Best Seller Man

Best Seller Man
Kunci yang sama


__ADS_3

"kamu lagi?"


"hah?"


"kamu kenapa selalu pinjam buku yang sama?"


"maksud ibu?"


.


.


Selesai jam kampus Topan pergi ke perpustakaan untuk mencari buku referensi tentang mata kuliah fisiologi veteriner yang membuatnya sedikit pusing dan rumit ditambah dosen pengajar yang jarang masuk kelas, tepat di koridor fakultas Topan berpapasan dengan Pahlevi dan Degas.

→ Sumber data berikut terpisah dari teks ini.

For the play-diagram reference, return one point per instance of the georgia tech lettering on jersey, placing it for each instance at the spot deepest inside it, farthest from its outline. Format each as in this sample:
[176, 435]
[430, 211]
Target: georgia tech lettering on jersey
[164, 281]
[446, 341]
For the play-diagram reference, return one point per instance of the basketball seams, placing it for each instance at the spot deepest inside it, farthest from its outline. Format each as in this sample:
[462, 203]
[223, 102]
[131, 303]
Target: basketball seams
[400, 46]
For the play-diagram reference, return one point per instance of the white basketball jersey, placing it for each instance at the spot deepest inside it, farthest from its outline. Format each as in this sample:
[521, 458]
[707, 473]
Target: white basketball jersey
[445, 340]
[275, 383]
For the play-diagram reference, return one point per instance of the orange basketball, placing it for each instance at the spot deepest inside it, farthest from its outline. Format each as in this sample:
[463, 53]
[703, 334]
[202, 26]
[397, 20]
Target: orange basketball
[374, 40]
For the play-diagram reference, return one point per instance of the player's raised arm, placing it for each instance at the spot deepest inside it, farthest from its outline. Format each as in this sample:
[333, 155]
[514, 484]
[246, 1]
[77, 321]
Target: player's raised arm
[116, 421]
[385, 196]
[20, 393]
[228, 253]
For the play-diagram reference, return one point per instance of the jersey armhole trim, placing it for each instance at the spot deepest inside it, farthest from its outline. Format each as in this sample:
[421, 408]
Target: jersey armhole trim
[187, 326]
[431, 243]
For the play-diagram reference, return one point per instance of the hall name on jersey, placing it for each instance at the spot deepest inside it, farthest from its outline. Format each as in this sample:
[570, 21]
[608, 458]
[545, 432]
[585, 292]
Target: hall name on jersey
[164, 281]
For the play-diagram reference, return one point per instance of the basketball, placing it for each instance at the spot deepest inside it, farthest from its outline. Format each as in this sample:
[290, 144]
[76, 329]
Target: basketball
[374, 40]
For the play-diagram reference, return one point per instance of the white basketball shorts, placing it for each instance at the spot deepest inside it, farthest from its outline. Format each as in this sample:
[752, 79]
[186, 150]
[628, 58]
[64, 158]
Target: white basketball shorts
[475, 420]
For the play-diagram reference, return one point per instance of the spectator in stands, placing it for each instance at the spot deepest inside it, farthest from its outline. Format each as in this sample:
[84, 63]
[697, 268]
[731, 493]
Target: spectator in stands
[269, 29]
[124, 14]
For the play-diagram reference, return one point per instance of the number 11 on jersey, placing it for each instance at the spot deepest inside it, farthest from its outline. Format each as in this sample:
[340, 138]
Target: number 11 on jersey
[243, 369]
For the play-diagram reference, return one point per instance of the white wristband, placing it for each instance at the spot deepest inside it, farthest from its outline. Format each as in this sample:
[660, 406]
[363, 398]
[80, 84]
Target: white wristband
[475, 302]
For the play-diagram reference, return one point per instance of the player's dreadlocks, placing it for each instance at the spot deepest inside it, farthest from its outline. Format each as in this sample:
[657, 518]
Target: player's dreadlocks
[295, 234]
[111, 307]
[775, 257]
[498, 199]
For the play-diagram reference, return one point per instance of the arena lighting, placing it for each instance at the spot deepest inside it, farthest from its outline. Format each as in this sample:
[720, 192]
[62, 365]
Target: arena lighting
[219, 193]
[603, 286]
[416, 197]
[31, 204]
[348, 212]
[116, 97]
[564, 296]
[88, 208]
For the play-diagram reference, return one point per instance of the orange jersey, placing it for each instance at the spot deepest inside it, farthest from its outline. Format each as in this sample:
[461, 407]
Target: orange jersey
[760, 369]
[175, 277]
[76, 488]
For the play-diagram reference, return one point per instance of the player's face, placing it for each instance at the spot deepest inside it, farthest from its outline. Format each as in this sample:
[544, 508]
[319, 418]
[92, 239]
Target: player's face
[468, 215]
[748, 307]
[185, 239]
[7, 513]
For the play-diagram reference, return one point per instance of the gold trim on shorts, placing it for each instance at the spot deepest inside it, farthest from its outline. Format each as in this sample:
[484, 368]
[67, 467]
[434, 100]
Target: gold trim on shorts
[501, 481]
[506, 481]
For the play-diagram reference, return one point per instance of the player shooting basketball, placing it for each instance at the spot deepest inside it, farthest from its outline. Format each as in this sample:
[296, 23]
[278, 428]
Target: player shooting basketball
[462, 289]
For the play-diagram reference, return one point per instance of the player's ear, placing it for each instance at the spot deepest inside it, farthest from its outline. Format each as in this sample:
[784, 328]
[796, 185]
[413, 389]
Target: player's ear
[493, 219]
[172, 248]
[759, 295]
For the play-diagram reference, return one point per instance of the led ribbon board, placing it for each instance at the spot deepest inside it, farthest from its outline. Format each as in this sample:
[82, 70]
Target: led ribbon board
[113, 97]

"oh iya wan, tolong lu kunci ruang bem ya tadi gua lupa sama degas. nih kuncinya" kata Pahlevi sambil memberikan kunci ruangan Bem yang dia maksud pada Topan.


"oke lev, nanti gua kunci sebelum ke perpus" jawab topan, pahlevi hanya mengangguk sebagai respon, sedang Degas mengernnyit


"lu mau ngapain ke perpus lagi rajin amat pak, perasaan kemarin lu udah ke perpus?" tanya Degas dirinya teringat ketika topan membawa sebuah buku ke mesjid ketika sholat asar kemarin.

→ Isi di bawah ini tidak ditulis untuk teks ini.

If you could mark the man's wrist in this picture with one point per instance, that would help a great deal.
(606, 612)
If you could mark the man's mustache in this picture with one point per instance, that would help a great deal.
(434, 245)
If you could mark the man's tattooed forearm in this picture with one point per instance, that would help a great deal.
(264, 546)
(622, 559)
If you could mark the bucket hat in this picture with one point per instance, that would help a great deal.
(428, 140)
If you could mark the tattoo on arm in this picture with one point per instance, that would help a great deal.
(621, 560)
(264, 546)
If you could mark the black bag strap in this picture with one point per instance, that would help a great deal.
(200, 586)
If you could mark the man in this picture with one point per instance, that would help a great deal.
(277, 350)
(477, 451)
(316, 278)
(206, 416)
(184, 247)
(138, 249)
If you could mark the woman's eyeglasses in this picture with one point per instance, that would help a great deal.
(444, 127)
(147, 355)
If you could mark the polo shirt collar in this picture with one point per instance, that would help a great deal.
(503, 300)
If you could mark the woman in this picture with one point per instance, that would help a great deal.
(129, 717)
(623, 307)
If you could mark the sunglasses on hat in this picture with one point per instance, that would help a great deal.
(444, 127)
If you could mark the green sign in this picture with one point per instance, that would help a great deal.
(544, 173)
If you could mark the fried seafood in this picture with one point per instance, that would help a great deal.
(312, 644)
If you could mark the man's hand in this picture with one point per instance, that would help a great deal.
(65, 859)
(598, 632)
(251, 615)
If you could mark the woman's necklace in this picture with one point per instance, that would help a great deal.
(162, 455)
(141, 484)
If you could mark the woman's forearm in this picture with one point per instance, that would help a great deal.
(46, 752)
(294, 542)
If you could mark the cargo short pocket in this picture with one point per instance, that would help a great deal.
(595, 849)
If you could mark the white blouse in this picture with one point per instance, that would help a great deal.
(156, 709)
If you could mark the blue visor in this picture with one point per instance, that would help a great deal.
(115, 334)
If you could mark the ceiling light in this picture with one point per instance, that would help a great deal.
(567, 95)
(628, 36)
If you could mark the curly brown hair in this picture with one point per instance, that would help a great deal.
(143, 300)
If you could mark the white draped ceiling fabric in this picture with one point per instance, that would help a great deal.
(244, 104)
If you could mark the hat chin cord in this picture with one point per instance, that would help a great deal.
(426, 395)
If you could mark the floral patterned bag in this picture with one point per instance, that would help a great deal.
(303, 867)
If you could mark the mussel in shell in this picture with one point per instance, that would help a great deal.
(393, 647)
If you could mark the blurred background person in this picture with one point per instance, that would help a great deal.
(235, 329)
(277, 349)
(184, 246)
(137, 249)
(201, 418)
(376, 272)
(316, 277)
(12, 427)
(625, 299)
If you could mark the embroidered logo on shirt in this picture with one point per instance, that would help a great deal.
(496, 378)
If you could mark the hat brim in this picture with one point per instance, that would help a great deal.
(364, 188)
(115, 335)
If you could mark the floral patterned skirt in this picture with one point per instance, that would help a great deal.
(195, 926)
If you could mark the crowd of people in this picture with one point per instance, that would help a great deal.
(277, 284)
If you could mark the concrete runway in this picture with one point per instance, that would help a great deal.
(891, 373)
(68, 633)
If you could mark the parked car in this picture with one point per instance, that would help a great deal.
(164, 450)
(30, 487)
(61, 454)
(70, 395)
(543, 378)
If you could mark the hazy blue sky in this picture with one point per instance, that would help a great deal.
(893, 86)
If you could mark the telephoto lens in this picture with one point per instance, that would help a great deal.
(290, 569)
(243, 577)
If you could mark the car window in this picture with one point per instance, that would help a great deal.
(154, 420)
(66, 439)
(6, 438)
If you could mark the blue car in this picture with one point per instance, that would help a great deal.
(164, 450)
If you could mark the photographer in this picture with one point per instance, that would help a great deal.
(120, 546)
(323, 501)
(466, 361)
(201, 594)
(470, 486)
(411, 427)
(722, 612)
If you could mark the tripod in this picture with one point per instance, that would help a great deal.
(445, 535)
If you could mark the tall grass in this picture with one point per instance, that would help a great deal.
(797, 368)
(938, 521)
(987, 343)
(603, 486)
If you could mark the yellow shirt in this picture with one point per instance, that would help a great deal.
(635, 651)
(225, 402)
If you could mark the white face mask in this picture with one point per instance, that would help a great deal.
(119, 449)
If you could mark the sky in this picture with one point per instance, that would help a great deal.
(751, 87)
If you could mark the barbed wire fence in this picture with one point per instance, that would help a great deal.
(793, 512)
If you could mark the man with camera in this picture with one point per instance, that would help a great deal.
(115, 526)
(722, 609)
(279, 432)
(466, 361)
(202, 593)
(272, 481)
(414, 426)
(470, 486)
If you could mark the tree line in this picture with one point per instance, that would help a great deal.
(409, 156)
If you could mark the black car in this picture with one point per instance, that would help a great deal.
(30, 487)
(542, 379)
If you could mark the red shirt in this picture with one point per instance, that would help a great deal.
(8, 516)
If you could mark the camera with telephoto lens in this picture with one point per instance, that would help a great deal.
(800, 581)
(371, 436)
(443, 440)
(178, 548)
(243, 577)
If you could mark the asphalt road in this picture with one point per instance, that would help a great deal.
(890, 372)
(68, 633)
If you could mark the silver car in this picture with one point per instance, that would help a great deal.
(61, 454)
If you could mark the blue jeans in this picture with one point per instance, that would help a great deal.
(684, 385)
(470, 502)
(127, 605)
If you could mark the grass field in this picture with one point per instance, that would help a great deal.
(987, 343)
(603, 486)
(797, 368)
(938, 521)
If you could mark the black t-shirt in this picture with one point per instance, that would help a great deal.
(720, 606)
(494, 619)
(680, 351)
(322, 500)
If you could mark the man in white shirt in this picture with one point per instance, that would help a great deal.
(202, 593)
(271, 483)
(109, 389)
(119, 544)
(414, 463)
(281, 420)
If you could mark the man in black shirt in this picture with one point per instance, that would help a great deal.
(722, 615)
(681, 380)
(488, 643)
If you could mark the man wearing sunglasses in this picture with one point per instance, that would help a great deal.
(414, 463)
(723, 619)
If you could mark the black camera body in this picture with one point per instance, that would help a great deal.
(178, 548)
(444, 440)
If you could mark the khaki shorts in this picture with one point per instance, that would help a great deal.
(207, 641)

"gua baru kali ini gas ke perpus, dah lah gua duluan ya keburu dzuhur" jawab Topan menepuk pundak degas pelan sambil berlalu, mengabaikan Degas yang terlihat kebingungan.


Perpusatakaan, disinilah topan sekarang dia bukan lah orang yang hobi membaca buku atau mahasiswa yang suka diam di perpus, namun karena ada beberapa mata kuliah yang kurang dia pahami jadinya dia harus mempelajari lebih dalam lagi.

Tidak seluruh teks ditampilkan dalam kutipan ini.